ICO Reminder: Disruptive Technology Has Risks

ICOs exploded on the scene in 2017, with several investors turning their donations into millions once the token went live on an exchange. This is the dream sequence for any ICO investor. However, it has become clear that due to the lack of regulation, the ICO space is riddled with scams and can often be an incredibly risky undertaking.

In September of 2017, ICO’s were banned by the Government of China being cited as disruptive to economic stability. Following the lead in early 2018, Facebook, Twitter and Google all banned the advertising of ICOs on their platforms. This resulted in a major blow to cryptocurrencies like ETH and BTC, often used to buy into an ICO.

To learn more about ICOs check out CoinSmart’s ICOs article on the GetSmart Hub.

Regardless, it’s important to recognize ICO tokens for what they are: a disruptive technology. Citing the disruptive nature of ICOs is like citing the disruptive nature of the Internet. Being disruptive is the point. ICOs allow for the funding of large scale projects within a matter of minutes, which is something difficult to ignore.

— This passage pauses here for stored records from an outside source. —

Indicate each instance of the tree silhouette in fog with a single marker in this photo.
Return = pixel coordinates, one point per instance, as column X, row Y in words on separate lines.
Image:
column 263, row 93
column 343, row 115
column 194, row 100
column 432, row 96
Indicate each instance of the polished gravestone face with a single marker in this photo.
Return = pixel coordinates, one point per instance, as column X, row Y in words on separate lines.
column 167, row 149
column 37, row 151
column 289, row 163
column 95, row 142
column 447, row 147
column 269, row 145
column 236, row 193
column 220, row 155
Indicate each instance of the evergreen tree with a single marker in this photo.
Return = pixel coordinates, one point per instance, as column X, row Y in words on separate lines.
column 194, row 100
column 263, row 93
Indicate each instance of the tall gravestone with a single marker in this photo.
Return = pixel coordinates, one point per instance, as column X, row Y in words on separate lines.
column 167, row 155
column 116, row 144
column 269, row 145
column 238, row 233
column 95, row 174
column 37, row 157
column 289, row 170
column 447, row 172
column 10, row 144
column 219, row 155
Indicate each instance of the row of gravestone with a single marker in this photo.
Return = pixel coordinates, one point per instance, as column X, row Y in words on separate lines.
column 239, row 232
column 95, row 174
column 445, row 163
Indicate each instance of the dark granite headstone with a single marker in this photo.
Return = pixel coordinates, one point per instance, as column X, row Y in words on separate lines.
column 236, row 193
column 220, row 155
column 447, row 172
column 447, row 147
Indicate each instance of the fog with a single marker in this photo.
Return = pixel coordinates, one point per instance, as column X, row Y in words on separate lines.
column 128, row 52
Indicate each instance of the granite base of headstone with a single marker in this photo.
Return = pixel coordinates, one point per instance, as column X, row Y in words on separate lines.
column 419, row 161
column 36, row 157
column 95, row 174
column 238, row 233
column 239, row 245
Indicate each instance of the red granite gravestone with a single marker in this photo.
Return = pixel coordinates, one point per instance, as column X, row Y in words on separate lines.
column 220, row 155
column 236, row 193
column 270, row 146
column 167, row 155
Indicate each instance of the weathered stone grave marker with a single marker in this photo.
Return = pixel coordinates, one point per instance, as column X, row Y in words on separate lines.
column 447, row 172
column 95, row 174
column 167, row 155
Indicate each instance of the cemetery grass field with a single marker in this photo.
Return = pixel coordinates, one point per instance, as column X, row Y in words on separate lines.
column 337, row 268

Anyone can participate and the exchange of funds is completely secure without the need of a centralized authority overlooking everything, as given by the nature of the blockchain ledger. In this spirit, those who wish to participate must learn to pick out the diamonds in the rough. Here are some ways to help determine legitimate ICOs from the scams, using its publishedwhitepaper:

  • Make sure the goals of the ICO have been clearly defined and are specific.
  • Ensure the transparency of the project. Does the whitepaper disclose important details like all the personnel involved, the location of the project, set timelines, business plans, etc?
  • Check for the use of legal terms and conditions in the whitepaper. Since regulations are still up in the air, the inclusion of legal language can show the willingness of an ICO company to adhere to future regulatory oversight.
  • Escrow Wallets are used to store the incoming funds. These are wallets with multiple private keys to access the funds generated from the ICO. Usually, if a neutral third party is in control of one of these keys, the legitimacy of the ICO is more valid.


Choosing to invest in crypto and ICOs or avoid them altogether is a decision that investors must make for themselves.

Despite the volatile and speculative nature of ICOs and cryptocurrency, there are signs that growth will march on as more people and organizations embrace the use of digital currency.

It’s no surprise then that according to CryptoSlate “the total number of cryptocurrency funds has skyrocketed over the first half of 2018, surging to more than 225 from just 58 at the end of 2017.”

The bottom line is that cryptocurrency and ICO investments are subject to risk, just like every other aspect of investing. Risk-averse investors might decide there’s too much indecision while high-risk investors might see opportunities to leverage volatility. It’s all completely up to you and the investment strategy you feel most comfortable with.